Gender Contamination: A clear term for a fuzzy but real idea

I love it when someone names and explains a truth I’ve been half-aware of for some time.  This just happened today with the Jill Avery’s term “Gender Contamination”.

This article explains:

“Gender contamination” is the loaded and fascinating term coined by HBS senior lecturer Jill J. Avery to describe just how uncomfortable women and (more often than not) men become when a product they use to symbolize their gender is extended to appeal to another gender. She first noticed this phenomenon while working at Gillette, where the company was careful to call its women’s line “Gillette for Women” in order to create separation between pink razors that smell like papayas and black manly-man razors that smell like manly-man things. This piece describes a couple of other examples stemming from the research, including the struggle to get men to drink diet sodas (black cans and avoidance of the word “diet” help) and how gents on Porsche message boards managed their insecurities when the car company came out with an SUV.

It’s a really cool idea.

I’ve observed one particular instance of Gender Contamination that I found interesting. This phenomenon is sort of a variation on the idea above.  It happened in 3 steps:

  1. A product started gender-neutral,
  2. It became dominated one gender (by accident or design) and
  3. now is being marketed explicitly to another gender.

I’m thinking of Lego.

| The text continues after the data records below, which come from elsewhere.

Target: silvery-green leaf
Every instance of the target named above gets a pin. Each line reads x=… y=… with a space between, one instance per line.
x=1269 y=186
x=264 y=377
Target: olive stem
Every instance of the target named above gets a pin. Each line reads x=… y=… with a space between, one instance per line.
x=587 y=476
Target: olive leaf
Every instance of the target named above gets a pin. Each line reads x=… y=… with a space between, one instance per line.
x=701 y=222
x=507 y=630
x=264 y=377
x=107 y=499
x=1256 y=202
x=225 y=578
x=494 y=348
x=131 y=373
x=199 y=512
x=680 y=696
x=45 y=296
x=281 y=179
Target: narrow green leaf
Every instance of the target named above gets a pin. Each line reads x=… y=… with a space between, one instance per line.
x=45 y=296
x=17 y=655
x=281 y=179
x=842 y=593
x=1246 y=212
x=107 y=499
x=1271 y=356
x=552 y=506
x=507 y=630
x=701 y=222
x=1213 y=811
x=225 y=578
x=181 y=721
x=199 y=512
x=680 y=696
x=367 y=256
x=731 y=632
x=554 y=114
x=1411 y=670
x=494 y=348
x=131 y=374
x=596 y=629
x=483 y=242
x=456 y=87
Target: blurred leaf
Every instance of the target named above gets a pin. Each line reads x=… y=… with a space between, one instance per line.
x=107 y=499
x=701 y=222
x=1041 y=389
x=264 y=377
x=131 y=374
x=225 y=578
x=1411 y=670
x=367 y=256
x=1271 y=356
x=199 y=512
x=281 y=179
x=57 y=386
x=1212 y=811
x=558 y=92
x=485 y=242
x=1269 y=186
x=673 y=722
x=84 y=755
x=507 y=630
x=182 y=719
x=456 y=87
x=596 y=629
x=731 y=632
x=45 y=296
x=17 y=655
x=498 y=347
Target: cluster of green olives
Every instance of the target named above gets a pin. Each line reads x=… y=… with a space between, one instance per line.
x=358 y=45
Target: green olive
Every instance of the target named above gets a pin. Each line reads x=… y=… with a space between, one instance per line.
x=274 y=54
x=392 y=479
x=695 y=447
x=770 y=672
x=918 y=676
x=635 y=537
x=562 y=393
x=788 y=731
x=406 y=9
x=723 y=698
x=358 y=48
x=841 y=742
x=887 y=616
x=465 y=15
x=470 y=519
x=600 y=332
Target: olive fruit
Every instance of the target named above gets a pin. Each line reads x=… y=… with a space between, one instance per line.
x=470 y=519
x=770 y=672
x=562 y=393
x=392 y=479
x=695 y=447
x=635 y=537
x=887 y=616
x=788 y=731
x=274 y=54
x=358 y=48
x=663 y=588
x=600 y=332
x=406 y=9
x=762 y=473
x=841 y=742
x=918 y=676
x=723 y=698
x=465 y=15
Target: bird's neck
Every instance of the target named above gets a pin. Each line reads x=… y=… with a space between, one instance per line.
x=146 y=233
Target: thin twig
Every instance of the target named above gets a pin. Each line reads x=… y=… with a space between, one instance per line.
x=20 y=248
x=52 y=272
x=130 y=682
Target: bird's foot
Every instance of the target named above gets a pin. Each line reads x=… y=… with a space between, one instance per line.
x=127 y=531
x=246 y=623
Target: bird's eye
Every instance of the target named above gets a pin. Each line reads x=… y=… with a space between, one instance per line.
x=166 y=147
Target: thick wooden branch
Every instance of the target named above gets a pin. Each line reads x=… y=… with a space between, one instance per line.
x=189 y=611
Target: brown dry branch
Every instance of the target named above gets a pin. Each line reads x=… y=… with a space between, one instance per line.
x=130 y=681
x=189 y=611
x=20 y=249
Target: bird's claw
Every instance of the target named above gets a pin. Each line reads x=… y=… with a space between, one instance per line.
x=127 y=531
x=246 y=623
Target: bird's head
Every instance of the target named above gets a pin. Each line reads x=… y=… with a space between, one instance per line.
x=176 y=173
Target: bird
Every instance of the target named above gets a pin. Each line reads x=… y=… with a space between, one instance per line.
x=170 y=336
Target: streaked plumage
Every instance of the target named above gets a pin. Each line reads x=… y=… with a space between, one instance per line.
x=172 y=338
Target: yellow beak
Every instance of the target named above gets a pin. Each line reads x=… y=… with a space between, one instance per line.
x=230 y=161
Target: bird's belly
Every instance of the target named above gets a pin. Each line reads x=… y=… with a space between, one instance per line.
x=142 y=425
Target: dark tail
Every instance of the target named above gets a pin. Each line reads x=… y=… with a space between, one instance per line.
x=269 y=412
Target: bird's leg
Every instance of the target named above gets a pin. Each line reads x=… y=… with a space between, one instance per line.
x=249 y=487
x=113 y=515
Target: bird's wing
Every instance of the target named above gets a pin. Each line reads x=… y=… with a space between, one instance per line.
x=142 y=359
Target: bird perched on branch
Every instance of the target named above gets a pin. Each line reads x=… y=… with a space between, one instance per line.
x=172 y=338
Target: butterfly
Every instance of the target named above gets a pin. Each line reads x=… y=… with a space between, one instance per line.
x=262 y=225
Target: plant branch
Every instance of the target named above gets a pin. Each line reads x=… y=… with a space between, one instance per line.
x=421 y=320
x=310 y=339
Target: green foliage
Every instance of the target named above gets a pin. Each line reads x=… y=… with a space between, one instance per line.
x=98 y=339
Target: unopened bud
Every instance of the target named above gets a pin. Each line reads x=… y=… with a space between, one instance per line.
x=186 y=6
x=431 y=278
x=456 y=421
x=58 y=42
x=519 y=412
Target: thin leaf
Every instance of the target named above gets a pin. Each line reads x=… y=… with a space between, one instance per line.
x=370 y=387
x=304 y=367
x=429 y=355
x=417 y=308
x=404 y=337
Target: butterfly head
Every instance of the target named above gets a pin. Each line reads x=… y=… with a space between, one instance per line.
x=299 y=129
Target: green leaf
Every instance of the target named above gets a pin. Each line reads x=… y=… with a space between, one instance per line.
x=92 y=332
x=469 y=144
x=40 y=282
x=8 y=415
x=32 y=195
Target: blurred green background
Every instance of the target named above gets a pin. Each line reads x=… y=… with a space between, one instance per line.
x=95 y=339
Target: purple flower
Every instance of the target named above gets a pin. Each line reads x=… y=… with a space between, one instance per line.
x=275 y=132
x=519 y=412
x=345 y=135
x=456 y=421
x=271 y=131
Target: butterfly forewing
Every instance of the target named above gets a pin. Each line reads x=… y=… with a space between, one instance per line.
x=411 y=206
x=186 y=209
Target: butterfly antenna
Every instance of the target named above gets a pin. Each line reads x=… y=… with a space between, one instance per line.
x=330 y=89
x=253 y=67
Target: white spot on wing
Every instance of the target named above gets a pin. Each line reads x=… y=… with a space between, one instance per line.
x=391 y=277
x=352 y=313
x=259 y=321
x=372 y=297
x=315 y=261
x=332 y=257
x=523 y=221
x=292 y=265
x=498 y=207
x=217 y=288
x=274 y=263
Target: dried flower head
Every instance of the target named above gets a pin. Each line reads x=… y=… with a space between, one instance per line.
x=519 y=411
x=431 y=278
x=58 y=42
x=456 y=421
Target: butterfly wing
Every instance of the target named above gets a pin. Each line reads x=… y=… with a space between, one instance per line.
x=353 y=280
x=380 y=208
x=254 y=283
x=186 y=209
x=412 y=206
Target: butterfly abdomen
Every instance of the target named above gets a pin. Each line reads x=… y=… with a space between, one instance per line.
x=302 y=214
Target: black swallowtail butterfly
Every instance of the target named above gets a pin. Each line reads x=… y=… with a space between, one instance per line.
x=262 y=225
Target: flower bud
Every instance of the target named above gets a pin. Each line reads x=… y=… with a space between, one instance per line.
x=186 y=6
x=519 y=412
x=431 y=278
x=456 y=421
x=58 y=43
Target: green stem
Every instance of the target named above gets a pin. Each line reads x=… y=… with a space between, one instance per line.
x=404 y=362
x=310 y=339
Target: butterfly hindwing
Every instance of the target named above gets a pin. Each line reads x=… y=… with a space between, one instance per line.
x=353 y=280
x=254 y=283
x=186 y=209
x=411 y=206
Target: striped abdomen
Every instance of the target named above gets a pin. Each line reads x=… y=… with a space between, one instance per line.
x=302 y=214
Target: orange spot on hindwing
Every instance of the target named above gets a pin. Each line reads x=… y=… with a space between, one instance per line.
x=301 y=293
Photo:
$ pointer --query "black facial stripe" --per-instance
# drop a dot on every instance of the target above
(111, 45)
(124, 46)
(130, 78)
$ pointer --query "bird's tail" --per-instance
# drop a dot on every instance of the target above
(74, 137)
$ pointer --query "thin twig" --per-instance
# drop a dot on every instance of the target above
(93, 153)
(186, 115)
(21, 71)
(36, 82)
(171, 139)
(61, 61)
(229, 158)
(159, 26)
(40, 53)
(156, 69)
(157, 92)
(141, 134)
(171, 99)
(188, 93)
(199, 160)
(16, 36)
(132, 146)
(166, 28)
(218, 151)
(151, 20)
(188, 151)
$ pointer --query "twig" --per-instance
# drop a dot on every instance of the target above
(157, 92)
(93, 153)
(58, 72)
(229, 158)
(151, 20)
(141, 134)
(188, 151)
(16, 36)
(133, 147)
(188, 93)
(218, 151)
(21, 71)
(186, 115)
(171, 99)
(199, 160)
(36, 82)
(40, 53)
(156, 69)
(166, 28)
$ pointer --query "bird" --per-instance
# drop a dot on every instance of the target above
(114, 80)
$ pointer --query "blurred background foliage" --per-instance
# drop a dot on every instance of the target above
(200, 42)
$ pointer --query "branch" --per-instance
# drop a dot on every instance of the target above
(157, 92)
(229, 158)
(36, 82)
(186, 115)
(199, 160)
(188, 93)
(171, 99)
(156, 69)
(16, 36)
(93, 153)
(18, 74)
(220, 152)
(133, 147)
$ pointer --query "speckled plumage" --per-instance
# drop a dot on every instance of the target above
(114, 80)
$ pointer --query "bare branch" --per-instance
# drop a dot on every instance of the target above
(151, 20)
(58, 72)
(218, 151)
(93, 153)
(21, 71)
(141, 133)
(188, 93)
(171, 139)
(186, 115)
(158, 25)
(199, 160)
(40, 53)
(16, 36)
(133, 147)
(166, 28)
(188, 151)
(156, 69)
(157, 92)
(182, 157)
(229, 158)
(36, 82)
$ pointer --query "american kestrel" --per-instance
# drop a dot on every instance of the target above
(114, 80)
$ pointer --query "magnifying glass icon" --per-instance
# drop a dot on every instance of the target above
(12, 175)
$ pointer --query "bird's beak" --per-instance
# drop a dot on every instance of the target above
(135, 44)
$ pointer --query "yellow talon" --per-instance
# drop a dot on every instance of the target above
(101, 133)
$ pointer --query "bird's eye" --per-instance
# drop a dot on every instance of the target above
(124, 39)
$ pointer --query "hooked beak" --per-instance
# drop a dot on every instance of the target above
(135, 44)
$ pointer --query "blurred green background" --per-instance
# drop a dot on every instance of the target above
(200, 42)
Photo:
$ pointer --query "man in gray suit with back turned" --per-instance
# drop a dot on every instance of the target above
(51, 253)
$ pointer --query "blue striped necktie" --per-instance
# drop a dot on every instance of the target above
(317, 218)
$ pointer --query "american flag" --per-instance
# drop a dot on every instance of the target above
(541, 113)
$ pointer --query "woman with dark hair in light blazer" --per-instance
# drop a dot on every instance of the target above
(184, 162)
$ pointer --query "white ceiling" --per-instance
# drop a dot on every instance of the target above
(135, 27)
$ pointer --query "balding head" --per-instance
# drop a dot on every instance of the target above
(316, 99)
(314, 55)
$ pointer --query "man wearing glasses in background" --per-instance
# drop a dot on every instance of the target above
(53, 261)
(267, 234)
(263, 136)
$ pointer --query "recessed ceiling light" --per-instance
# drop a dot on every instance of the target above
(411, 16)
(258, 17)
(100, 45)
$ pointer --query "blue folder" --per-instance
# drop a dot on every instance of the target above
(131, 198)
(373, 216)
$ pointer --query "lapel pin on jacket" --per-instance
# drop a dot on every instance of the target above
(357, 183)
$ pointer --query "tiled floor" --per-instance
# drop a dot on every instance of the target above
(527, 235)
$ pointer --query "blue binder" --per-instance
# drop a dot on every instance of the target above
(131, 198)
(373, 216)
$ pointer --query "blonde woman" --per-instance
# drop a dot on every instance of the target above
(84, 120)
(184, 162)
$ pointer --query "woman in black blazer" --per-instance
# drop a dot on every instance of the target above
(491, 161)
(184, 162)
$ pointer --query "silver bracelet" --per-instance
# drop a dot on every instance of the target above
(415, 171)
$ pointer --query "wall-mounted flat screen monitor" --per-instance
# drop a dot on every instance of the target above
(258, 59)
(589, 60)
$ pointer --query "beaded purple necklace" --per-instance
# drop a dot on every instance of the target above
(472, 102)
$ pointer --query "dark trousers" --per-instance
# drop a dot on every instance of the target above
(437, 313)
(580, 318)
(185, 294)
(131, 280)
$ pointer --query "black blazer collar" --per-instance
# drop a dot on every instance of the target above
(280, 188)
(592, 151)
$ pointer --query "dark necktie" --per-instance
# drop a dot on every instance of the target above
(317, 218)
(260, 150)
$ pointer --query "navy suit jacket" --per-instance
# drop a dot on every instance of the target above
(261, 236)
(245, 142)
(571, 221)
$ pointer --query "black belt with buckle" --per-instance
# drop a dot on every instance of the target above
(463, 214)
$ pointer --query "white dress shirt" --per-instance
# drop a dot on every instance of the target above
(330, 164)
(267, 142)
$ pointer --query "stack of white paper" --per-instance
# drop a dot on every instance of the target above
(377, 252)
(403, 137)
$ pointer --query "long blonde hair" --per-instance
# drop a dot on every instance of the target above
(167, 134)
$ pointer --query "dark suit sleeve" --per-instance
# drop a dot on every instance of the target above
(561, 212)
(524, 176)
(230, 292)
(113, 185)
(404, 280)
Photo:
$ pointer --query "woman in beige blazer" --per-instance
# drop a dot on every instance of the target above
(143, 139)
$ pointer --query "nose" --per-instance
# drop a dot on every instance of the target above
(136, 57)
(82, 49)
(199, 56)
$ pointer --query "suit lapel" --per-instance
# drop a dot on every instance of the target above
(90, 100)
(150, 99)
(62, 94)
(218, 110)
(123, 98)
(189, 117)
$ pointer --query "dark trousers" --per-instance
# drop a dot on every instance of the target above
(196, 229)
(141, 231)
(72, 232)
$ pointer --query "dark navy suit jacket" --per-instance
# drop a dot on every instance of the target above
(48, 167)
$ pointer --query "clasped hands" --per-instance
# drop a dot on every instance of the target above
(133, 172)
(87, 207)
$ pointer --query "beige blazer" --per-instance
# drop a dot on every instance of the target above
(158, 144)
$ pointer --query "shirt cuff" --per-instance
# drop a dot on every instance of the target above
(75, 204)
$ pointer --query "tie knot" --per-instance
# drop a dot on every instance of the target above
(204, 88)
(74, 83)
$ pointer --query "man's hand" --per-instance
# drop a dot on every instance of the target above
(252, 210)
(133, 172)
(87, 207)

Legos used to be mean generic, gender-neutral building blocks. Then came themed kits, which was a key reason Lego is the second largest toymaker in the world.  By selling kits, instead of bulk blocks, Lego can differentiate and market an endless series of products.  This is especially important because Lego’s patents recently expired.

Here’s where the gender contamination idea comes in.  Lego’s history of gender-neutral themes did not continue with their kids.  A few kit themes are gender-neutral today (e.g. Lego City) but most are not. Lego has found huge commercial success in making kits themed and licensed around boy-friendly storyworlds (Star Wars, Indiana Jones, Iron Man, Batman). Lego has churned out many original storyworlds around action and violence (e.g. Chima).

The sad result is many, even most, girls today don’t play with Legos after Duplo.  Lego became a boy’s toy.

Now, Lego’s trying to fix that.  They’ve recently launged a girl-targeted storyworld called Friends series.

Maybe it’s just because it’s new, or because I’m a guy, but to me, Friends feels …weird… even though I’m not opposed to Lego’s intent.  In fact I think it’s great that Lego is reaching out across gender boundaries, even if their motives are impure.

What’s wrong with Lego Friends?  It’s certainly got some clear weaknesses, as amazing game designer Erin Robinson explained so powerfully (here).

However, I feel something else uncomfortable about Lego Friends, and I can’t explain it. I wonder if Brand Contamination theory (or this minor variant of it) might be part of the key to articulating that other nagging feeling.